Mesele kalmış mevcut düzeni sürdürecek bir çözüm üretmeye...
Kasaba ileri gelenleri uzun uzun düşündükten sonra düzeni sağlamak için oraları ilk terk eden dürüst adamı başa getirmeye karar vermiş. Sora sora nerede yaşadığını öğrenmişler. Evine gittiklerinde kapıda yazılı bir kâğıt görmüşler. Kâğıtta şunlar yazıyormuş:
“Bir insan sadece dürüst olduğu için aranıyorsa, her şey için çok geç olmuş demektir...” (İnternetten)

Haberin Devamı

Sarsıntı!
Milli Eğitim Bakanı Nimet Çubukçu gazete haberinde MHP Milletvekili Oktay Vural’ın ayakkabısını küçük bir çocuğa boyatırken görmüş:
- İnsan olarak sarsıldım, diyor.
Bu çocuğu boyacılığa Oktay Vural mı alıştırmış?
Vural ayakkabısını boyatmasa çocuk boyacılığı bırakacak mı?
Siz Çekmeköy Mehmetçik Lisesi’nde TEKEL işçilerini desteklediler diye 24 çocuğun okuldan atılmasını onaylayın...
Oktay Vural küçük çocuğa ayakkabısını boyattı diye sarsılın...
İnanırlar mı?

Haberin Devamı

Soru: İktidara yakın gazetecilere TRT’de program yaptırmanın amacı ne?
Yanıt: AKP’nin reklam ve propaganda bütçesini küçük tutmak...
* * *
The Economist dergisi sormuş: “Anayasa paketi laik düzene son bir saldırı mı?”
Onlar da bir şeylerden şüpheleniyorlar ama bizim kadar emin değiller...
Haldun Ertem

İlgi
Okurumuz İlgi Bilge diyor ki:
- İktidar anayasa paketine neden dokunulmazlıkların kaldırılmasını koymadı. Yargıyı kendine bağladıktan sonra mahkemelerden korkmaya gerek kalmayacağını düşünemediler mi? Yargının ipleri iktidarın eline geçtikten sonra artık hangi yargıç bu kadroyu sahtecilikten, yolsuzluktan, zimmetten mahkûm edebilir?
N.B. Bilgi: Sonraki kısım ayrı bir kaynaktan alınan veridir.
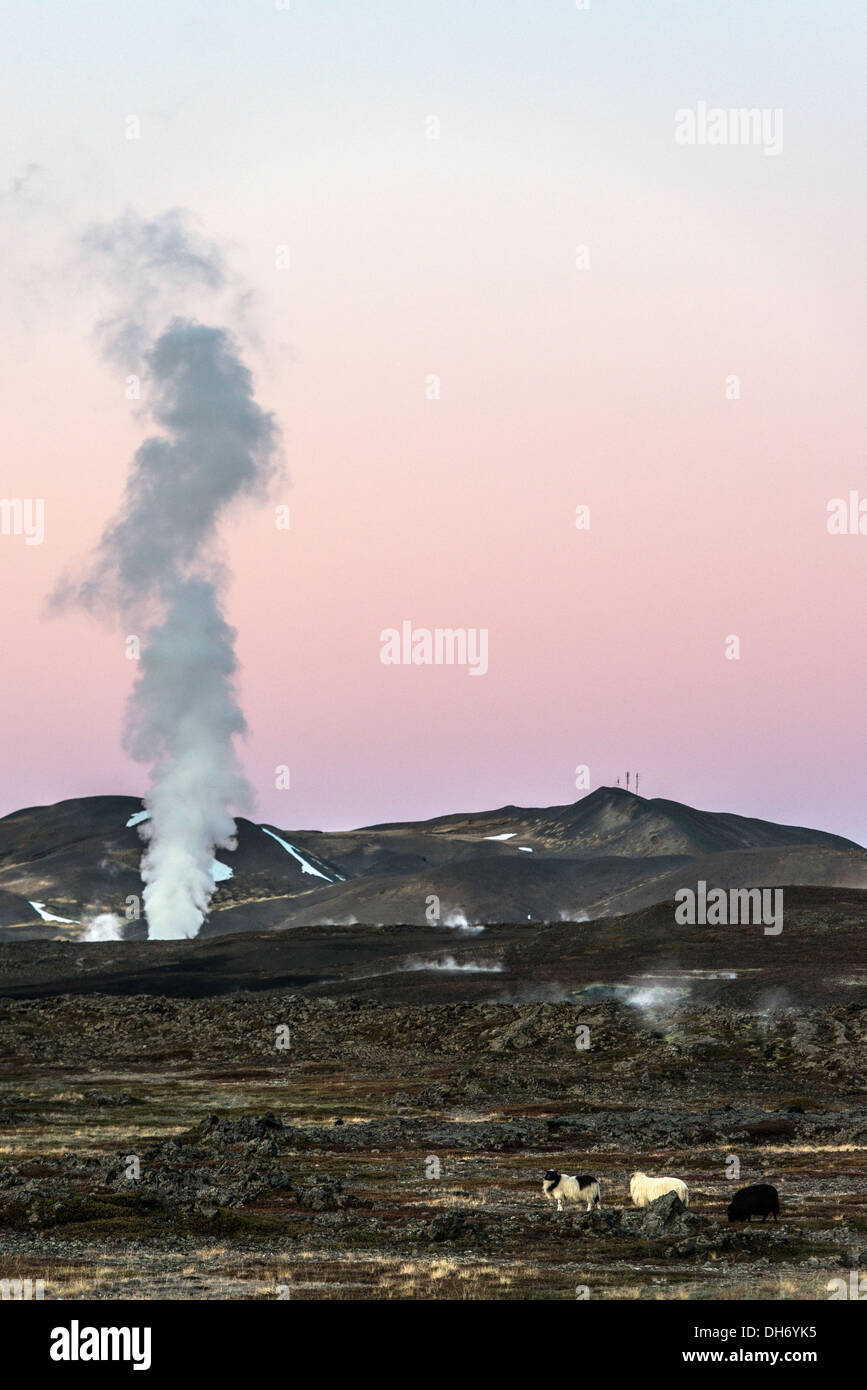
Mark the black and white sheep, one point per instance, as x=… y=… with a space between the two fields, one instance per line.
x=564 y=1187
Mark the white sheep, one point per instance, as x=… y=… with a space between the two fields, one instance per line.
x=645 y=1190
x=563 y=1187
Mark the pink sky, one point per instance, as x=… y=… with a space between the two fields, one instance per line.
x=559 y=388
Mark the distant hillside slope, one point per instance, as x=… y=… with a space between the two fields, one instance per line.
x=610 y=852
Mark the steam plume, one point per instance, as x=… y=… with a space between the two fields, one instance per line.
x=157 y=565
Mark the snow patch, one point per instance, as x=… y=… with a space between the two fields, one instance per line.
x=49 y=916
x=306 y=868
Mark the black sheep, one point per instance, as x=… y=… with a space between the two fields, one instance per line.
x=759 y=1200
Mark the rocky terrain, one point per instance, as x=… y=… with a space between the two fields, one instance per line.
x=307 y=1109
x=274 y=1144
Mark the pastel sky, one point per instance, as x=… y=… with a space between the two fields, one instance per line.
x=566 y=380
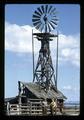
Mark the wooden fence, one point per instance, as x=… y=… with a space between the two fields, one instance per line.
x=34 y=108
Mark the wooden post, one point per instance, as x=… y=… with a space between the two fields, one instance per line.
x=30 y=108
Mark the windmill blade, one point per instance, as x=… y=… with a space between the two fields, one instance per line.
x=46 y=8
x=42 y=27
x=35 y=16
x=42 y=7
x=36 y=23
x=37 y=13
x=51 y=25
x=52 y=11
x=49 y=9
x=53 y=22
x=40 y=11
x=55 y=19
x=34 y=20
x=38 y=26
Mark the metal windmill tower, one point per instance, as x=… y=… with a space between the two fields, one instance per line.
x=45 y=20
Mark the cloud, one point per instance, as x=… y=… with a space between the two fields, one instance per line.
x=19 y=39
x=67 y=87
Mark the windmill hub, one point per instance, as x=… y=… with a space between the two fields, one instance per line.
x=45 y=18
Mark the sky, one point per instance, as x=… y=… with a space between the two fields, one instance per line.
x=18 y=48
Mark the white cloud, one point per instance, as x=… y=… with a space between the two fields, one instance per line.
x=67 y=87
x=19 y=39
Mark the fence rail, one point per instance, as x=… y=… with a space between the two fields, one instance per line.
x=34 y=108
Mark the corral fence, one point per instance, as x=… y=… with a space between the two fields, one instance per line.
x=35 y=108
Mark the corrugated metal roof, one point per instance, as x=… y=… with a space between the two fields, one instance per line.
x=41 y=93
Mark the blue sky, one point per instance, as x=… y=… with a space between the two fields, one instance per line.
x=18 y=51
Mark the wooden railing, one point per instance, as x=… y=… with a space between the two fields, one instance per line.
x=35 y=108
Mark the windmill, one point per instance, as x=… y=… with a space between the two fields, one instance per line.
x=45 y=20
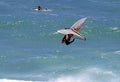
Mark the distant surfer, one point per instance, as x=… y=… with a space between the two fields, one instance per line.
x=40 y=8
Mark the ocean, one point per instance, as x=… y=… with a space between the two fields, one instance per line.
x=31 y=51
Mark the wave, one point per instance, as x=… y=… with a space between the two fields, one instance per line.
x=9 y=80
x=90 y=75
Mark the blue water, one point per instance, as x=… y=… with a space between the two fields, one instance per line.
x=31 y=51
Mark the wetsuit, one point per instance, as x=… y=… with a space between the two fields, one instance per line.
x=66 y=39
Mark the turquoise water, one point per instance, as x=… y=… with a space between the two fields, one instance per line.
x=31 y=51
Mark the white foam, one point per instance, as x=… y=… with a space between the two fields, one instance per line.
x=90 y=75
x=117 y=52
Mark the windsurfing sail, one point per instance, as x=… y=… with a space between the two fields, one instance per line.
x=74 y=29
x=76 y=26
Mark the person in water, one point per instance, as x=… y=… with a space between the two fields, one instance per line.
x=66 y=39
x=40 y=8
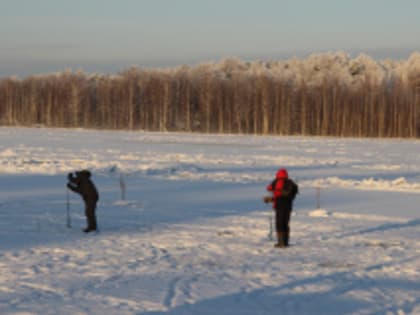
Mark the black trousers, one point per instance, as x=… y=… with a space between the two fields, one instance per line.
x=282 y=220
x=90 y=209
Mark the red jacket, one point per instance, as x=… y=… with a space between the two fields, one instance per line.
x=277 y=185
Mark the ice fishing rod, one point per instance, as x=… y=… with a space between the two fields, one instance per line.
x=68 y=209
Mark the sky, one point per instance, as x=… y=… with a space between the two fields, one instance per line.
x=108 y=36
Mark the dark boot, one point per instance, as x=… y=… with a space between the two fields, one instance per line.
x=281 y=240
x=91 y=224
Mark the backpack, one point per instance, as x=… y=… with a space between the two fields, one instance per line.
x=290 y=189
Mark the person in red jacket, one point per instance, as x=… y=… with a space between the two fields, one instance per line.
x=284 y=191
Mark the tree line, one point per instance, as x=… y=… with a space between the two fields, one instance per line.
x=326 y=94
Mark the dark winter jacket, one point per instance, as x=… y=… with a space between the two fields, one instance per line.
x=284 y=191
x=82 y=185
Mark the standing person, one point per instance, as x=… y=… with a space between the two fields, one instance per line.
x=284 y=192
x=82 y=185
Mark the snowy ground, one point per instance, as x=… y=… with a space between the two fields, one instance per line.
x=191 y=236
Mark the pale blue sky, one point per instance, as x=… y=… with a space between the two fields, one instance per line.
x=41 y=36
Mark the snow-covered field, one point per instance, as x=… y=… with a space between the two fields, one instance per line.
x=191 y=235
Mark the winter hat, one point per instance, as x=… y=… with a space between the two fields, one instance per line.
x=282 y=173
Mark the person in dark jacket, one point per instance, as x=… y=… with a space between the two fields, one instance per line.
x=82 y=184
x=284 y=191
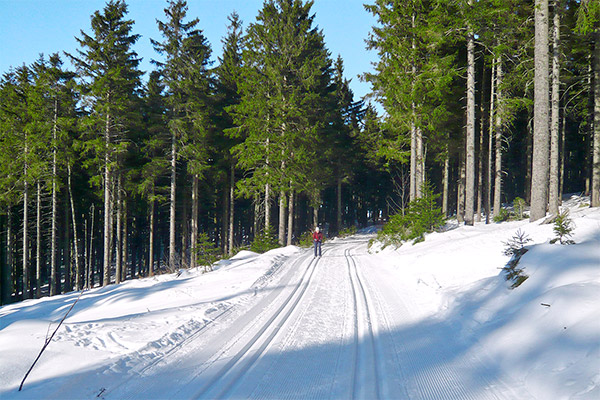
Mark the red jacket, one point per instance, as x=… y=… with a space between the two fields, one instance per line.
x=317 y=236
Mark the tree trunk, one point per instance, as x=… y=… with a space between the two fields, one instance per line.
x=38 y=246
x=194 y=222
x=107 y=206
x=172 y=259
x=67 y=287
x=498 y=140
x=124 y=259
x=555 y=122
x=267 y=207
x=488 y=186
x=413 y=133
x=460 y=193
x=420 y=167
x=151 y=238
x=445 y=179
x=119 y=223
x=595 y=198
x=54 y=278
x=540 y=164
x=231 y=210
x=282 y=215
x=290 y=218
x=7 y=270
x=339 y=204
x=78 y=269
x=25 y=287
x=413 y=162
x=90 y=276
x=470 y=134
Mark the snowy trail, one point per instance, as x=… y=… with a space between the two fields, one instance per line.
x=338 y=326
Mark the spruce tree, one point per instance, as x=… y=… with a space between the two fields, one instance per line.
x=110 y=80
x=285 y=86
x=186 y=77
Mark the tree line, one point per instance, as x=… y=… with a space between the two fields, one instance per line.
x=491 y=100
x=110 y=174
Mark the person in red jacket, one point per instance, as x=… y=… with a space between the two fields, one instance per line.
x=317 y=239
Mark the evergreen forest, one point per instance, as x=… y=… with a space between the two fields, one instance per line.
x=110 y=173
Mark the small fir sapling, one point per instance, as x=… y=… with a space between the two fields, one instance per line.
x=207 y=252
x=515 y=247
x=563 y=228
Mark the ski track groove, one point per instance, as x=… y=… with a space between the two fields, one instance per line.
x=360 y=378
x=244 y=356
x=145 y=360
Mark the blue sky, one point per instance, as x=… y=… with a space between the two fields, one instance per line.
x=31 y=27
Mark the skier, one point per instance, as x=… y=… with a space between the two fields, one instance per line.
x=317 y=239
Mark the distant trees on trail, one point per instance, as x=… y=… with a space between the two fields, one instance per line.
x=108 y=174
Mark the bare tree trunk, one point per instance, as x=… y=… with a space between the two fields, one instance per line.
x=151 y=238
x=90 y=277
x=488 y=186
x=107 y=205
x=67 y=287
x=595 y=198
x=267 y=207
x=194 y=235
x=185 y=229
x=124 y=260
x=413 y=162
x=460 y=201
x=78 y=269
x=119 y=222
x=339 y=203
x=290 y=218
x=470 y=134
x=54 y=278
x=541 y=134
x=413 y=133
x=282 y=215
x=25 y=287
x=445 y=179
x=38 y=246
x=555 y=123
x=7 y=273
x=420 y=168
x=498 y=131
x=172 y=260
x=231 y=210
Irak’ta seçimleri “laik blok” kazanmış. Ne diyelim?
Darısı Türkiye’nin başına.
Fahrettin Fidan

Dünyanın en çok çalışan üçüncü ülkesiymişiz.
Bu çalışmaya rağmen bu kadar yoksulsak “Dünyanın en çok sömürülen birinci ülkesiyiz” demektir.
Gülhan Elmas

Kitap
Her yıl olduğu gibi bu yıl da Kütüphaneler Haftası ile birlikte TNT Ekspres’in kitap toplama kampanyası başladı. Çağdaş Yaşamı Destekleme Derneği Zeytinburnu Şubesi ile birlikte yürütülen kampanya önümüzdeki eylül ayına kadar devam edecek.
Kampanyada toplanan kitap sayısı her yıl artıyor. Geçen yıl 27 bin kişi ve kurum tarafından bağışlanan 3 milyon 850 bin kitap, 1863 okula ulaştırıldı.
Kitap bağışlamak çok kolay... 444 0 868 no’lu telefonu arıyorsunuz, TNT kuryeleri gelip kitapları evinizden teslim alıyor. Kampanya kapsamında, gençlik klasikleri, çocuk klasikleri, üniversite ve Anadolu liseleri hazırlık kitapları, çocuk hikâyeleri, psikoloji kitapları, çocuk romanları verilmesi rica ediliyor...

Diyorlar ki ;
“Batı demokrasilerinde Anayasa Mahkemesi üyelerini parlamentolar seçer.”
Doğru, ama orada parlamentoları da halk seçiyor, parti liderleri değil.